Monitoring & Alerting – Operations in the Cloud
In this post, App Dev Manager John Tran discuss monitoring considerations and options for Azure.
Monitoring is a core tenant of DevOps. Monitoring our applications provides a health signal, gives us a performance baseline, and helps to notify us when things go wrong. Implementing a robust monitoring plan is important regardless of whether your application lives within an on premises environment or if it lives within the cloud; however, there are some small differences that you may not expect to encounter when moving from on-premises to the cloud.
When working on premises you have all the control in the world as well as all of the responsibility. You have access to all levels of the infrastructure as well as the application. You have full control of the monitoring thresholds as well as what you choose to monitor. Things can become more difficult when you move to the cloud. You may have limited access, and you may not have the visibility that you are used to seeing.
Modern cloud applications == less control for operations & development teams
Monitoring is traditionally managed by the operations/development teams. These groups are used to having a very high level of control. They must know what is happening with their applications at all levels, and at all times. This is fairly simple when you have full control of your environment, but this can be difficult when working within the cloud. How can a team give up some of the control that they once had while still implementing a monitoring plan which covers all of their requirements?
Below are some guidelines to help you implement a monitoring strategy which covers your cloud platform, your IaaS Infrastructure, and your PaaS services.
- Trust in your provider. In some situations, your cloud provider may not publish certain monitoring statistics or give you visibility into the inner workings of the platform. This can be due to security constraints.
- Know the SLA’s and what application/infrastructure requirements are needed. For example, some Azure VM’s require that you place them in an availability set in order to qualify for the advertised SAL.
- Put in place monitors and ensure that they are being watched. Alerts must have defined actions, document them!
A platform such as Microsoft Azure is comprised of many services. The platform allows customers to develop, run, and manage applications. These platforms are fully managed and are built to be highly available and incredibly resilient. Because of the wide breath of services within azure it can be difficult to diagnose an issue and determine if the problem is within the platform or within your application. By enabling platform monitors you can easily notify your team when there is an issue with the platform so that they can quickly react to the impacts on the application layer.

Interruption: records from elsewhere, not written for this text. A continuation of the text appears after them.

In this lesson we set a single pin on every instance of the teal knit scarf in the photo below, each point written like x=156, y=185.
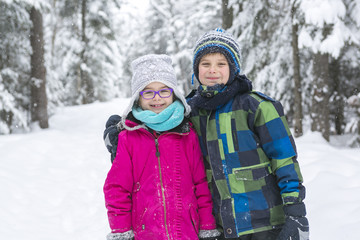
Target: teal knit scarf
x=167, y=119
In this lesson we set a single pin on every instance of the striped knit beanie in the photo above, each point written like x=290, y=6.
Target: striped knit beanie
x=218, y=41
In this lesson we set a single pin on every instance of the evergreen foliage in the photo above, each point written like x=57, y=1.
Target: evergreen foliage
x=89, y=45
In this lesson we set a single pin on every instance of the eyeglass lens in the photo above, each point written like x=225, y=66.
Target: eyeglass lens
x=150, y=94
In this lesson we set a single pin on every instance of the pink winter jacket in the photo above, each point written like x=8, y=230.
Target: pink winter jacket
x=157, y=187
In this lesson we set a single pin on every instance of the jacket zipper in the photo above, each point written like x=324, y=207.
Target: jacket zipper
x=162, y=187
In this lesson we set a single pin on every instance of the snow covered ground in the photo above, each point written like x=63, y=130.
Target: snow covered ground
x=51, y=180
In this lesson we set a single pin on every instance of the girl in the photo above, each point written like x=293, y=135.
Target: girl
x=156, y=187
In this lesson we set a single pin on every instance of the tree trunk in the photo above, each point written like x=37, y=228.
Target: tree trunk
x=227, y=15
x=298, y=114
x=338, y=96
x=320, y=100
x=38, y=106
x=87, y=87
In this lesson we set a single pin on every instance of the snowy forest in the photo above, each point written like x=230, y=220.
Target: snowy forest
x=304, y=53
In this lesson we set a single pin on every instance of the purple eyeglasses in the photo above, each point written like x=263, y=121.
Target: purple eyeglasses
x=150, y=94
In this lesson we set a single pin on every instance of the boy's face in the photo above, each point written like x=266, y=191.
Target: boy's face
x=214, y=69
x=156, y=104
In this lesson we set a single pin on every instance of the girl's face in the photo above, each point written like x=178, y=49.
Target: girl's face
x=156, y=104
x=214, y=69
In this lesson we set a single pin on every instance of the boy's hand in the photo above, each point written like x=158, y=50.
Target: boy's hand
x=111, y=135
x=296, y=225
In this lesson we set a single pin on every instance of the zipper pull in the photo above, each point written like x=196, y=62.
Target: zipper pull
x=157, y=148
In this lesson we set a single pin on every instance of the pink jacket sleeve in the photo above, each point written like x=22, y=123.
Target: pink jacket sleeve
x=118, y=189
x=202, y=192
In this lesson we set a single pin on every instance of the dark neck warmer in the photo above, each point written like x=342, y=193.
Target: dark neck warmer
x=210, y=98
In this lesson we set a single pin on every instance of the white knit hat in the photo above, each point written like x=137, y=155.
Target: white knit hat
x=153, y=68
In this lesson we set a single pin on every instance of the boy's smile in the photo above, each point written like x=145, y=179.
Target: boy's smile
x=214, y=69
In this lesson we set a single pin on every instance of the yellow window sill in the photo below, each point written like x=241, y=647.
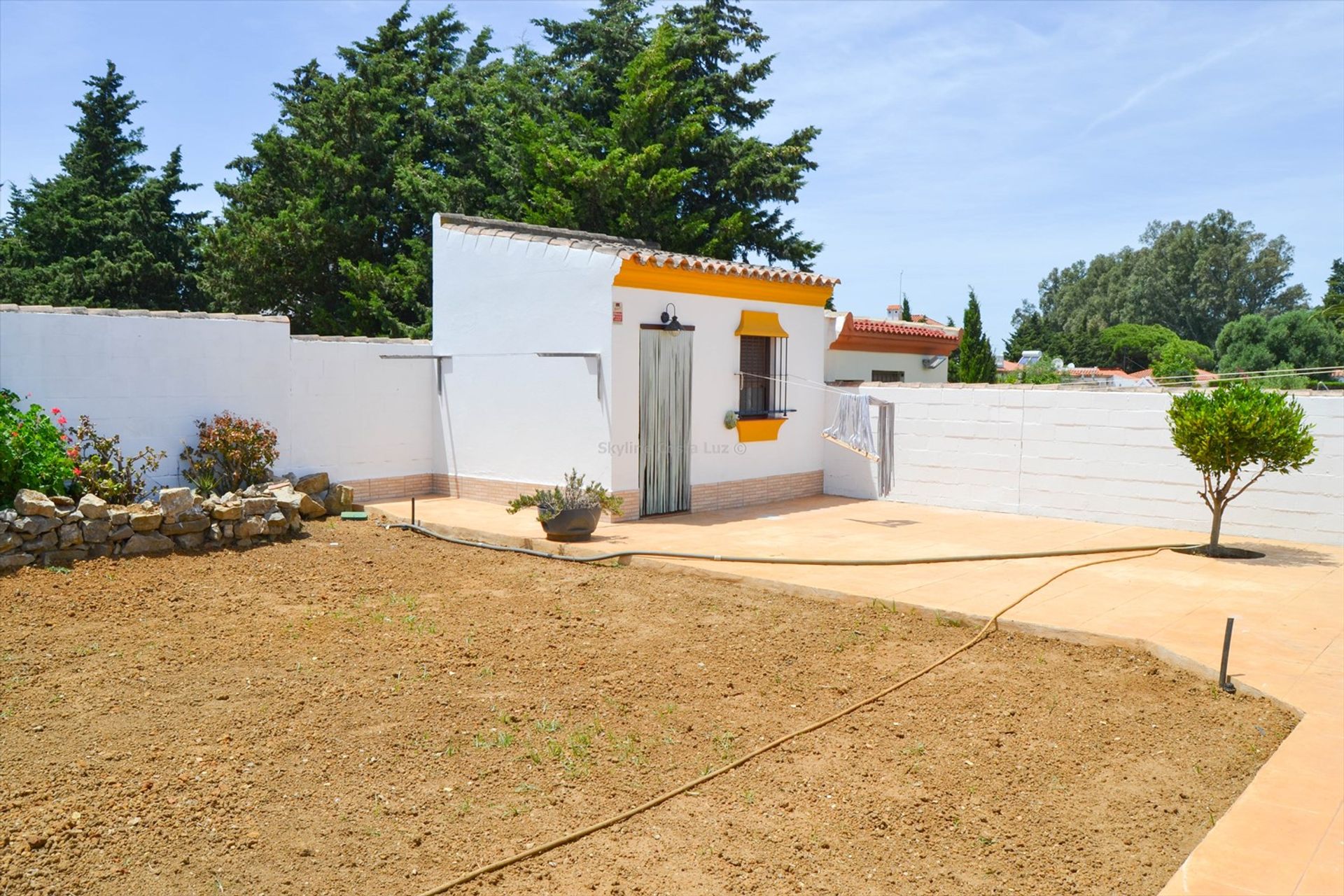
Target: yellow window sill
x=760, y=430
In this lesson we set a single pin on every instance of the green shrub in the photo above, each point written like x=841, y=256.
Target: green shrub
x=232, y=453
x=104, y=470
x=34, y=450
x=1230, y=431
x=1041, y=374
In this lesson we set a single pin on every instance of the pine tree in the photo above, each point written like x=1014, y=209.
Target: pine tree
x=102, y=232
x=974, y=358
x=733, y=186
x=328, y=220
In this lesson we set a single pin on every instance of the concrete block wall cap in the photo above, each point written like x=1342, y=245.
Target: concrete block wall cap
x=140, y=312
x=315, y=337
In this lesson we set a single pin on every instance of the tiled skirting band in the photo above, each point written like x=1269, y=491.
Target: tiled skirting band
x=714, y=496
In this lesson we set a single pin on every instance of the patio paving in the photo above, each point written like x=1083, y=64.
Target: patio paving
x=1284, y=834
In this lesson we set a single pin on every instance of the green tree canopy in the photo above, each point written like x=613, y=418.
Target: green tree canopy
x=628, y=125
x=672, y=104
x=1294, y=340
x=104, y=232
x=1230, y=431
x=1135, y=347
x=1190, y=277
x=974, y=359
x=1332, y=302
x=328, y=220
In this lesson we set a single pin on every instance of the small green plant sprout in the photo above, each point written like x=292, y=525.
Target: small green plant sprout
x=1234, y=435
x=574, y=495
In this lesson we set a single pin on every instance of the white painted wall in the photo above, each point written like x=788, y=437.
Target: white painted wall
x=717, y=454
x=358, y=414
x=843, y=365
x=511, y=415
x=1086, y=456
x=336, y=406
x=507, y=414
x=148, y=377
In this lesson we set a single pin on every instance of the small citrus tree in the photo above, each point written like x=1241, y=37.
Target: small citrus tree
x=1230, y=431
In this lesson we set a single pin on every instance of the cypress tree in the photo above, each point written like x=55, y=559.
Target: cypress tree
x=974, y=358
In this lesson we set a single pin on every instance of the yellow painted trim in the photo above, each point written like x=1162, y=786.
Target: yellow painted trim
x=760, y=430
x=675, y=280
x=761, y=324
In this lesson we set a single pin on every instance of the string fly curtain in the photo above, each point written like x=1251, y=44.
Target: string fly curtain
x=664, y=421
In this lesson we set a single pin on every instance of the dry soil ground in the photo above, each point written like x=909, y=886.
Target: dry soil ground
x=372, y=713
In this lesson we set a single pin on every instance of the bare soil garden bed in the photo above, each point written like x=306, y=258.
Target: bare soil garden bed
x=374, y=713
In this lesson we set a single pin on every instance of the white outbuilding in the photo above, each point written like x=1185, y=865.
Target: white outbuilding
x=679, y=382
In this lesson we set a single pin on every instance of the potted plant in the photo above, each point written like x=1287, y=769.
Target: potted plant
x=569, y=512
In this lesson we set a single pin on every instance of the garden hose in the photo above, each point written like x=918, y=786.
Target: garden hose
x=819, y=562
x=1130, y=554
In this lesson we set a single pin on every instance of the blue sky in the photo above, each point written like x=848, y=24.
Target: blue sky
x=962, y=144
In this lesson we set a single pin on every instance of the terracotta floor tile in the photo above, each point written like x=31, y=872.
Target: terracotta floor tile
x=1324, y=874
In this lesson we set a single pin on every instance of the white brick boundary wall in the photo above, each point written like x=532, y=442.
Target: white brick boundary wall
x=336, y=405
x=1082, y=454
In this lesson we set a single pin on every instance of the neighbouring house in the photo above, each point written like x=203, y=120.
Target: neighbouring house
x=679, y=382
x=863, y=349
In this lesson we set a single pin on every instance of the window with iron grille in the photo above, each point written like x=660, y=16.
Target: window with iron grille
x=764, y=368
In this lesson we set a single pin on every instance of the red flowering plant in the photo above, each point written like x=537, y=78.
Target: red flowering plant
x=104, y=469
x=33, y=449
x=232, y=451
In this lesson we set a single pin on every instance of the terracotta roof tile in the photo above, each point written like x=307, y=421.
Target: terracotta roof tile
x=905, y=328
x=638, y=250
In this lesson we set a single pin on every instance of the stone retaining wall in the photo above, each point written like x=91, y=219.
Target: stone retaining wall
x=57, y=531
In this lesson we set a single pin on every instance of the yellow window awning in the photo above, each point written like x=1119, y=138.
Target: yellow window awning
x=761, y=324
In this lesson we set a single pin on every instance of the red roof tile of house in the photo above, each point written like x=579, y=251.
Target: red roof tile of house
x=905, y=328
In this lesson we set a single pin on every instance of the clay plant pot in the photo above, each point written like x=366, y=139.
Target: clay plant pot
x=575, y=524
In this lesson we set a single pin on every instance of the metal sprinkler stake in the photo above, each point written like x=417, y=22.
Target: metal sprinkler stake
x=1224, y=682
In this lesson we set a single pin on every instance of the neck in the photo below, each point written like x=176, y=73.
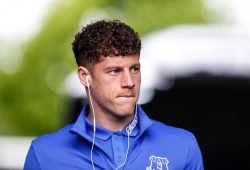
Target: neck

E.g.: Azure Service Health
Azure Status page: https://status.azure.com/status/
A global view of the health of all Azure services. This page provided a quick reference used to determine whether a service is up or down.
Service Health: https://portal.azure.com/#blade/Microsoft_Azure_Health/AzureHealthBrowseBlade/serviceIssues
Allows users to personalize a view of the health of the Azure services and regions which they are using. Because this is targeted to your environment and the services which you are subscribed to, this is the best place to look for communications regarding outages, planned maintenance activities and other health advisories.
Other Microsoft platforms have different methods of notifying users of service interruptions. Some examples are can include:
IaaS Infrastructure Monitoring
Using Azure Monitor, you can configure alerts to notify you of availability changes to your cloud resources. Azure Monitor notifications will help you stay better informed about the availability of your resources in real time and quickly assess whether an issue is due to a problem on your side or related to an Azure platform event.
PaaS Service Monitoring
Application Insights monitors the availability, performance, and usage of your web applications. It provides you with deep insights into your application’s operations and diagnose errors without waiting for a user to report them. It gives you the ability to continuously improve performance and usability. It works for apps on many platforms including .NET, Node.js and Java EE, hosted on-premises, hybrid, or any public cloud. It integrates with your DevOps process, and has connection points to a variety of development tools.